C’est ainsi que ma relation avec Sophie avait commencé. Je n’avais pas le droit de voir Lili. Elle revenait un weekend sur deux. Ces jours-là je descendais vérifier que tout allait bien dans mon appartement parisien. Ou, lorsqu’une inondation me barrait l’accès à la capitale, j’allais faire un escape game dans un manoir écossais où j’avais mes habitudes. Ça avait duré deux ans. Puis Sophie m’avait demandé de partir et de ne pas revenir. Je n’avais pas discuté. La veille encore, je l’avais fait jouir bruyamment en lui suçant les pieds. Elle ne me parlait pas de ses activités professionnelles. Elle ne voulait pas que je sois mêlé à tout ça. Il valait mieux disparaître à tout jamais de sa vie, comme elle me le demandait.

Ce n’est que trois ans plus tard (tiens, c’est vrai, encore trois ans) que j’eu des nouvelles de Sophie. C’est sa fille Lili qui m’avait contacté par mail. Elle me demandait de passer la voir à une nouvelle adresse.

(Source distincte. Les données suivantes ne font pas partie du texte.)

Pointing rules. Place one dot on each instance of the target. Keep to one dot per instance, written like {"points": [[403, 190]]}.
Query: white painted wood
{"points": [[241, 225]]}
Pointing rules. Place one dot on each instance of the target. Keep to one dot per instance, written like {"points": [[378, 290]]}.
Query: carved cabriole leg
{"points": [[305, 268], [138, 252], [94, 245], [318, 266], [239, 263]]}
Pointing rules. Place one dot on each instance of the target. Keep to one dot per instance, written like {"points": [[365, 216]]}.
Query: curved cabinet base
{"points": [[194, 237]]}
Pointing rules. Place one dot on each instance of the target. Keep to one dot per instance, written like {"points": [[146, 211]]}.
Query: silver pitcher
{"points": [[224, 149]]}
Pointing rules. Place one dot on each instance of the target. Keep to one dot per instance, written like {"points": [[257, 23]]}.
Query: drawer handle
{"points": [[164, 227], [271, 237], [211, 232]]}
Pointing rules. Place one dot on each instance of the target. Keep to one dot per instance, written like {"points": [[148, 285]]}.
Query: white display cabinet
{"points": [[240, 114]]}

Elle me disait que sa mère lui avait dit qu’elle pourrait me contacter si elle avait des ennuis.

J’étais à la retraite et je m’ennuyais ferme depuis trois ans. J’étais inquiet de ce qui avait pu arriver à Sophie. Mais l’idée de voir Lili m’enchantait. J’avais vu son visage sur une photo d’anniversaire où elle avait vingt ans. Elle devait en avoir 25 maintenant. Ses études devaient être terminées. Nous verrions bien.

Sans avertir Lili de mon arrivée, je pris le train pour Valencienne dès le lendemain, avec pour tout bagage mon vieux grille-pain et quelques tranches de pain brioché pour éviter respectivement les mauvaises surprises et les problèmes en cas de contrôle.

Je louai un chimpanzé à mon arrivée et me pointai à l’adresse indiquée, 2 bis rue de la Grotte au chat dans une commune de la banlieue valenciennoise. Le portail était entrouvert. A vrai dire, il n’avait pas l’air de fermer correctement. Une longue allée rectiligne bordée de peupliers noirs d’Italie semblait vouloir mener quelque part, probablement à une habitation. Nous nous engageâmes dans l’allée, le chimpanzé et moi, sans faire de commentaires sur le manque de soins qui faisait prospérer la broussaille.

Je me retrouvai bientôt, avec mon singe, face à une grande maison bourgeoise.

Au lieu d’aller frapper à la porte, en haut de l’escalier de pierre, je fis le tour de la bâtisse. A l’arrière, la vitre fracturée d’une fenêtre entrouverte semblait attester de la visite récente d’un cambrioleur. Le chimpanzé se précipita à travers l’ouverture. Je le rappelai en vain. J’entrai dans une sorte de vestibule, m’engagea dans un couloir et arrivai dans ce qui ressemblait à un petit salon. Lili gisait dans son sang sur le carrelage. Le singe examinait la blessure qui déformait le cou de la morte. Lorsqu’il s’aperçu de ma présence, il agita l’arme du crime dans ma direction, en grimaçant. C’était la première fois que je le regardais avec attention. Je réalisai qu’il n’était plus tout jeune. Par précaution, je sorti mon grille-pain.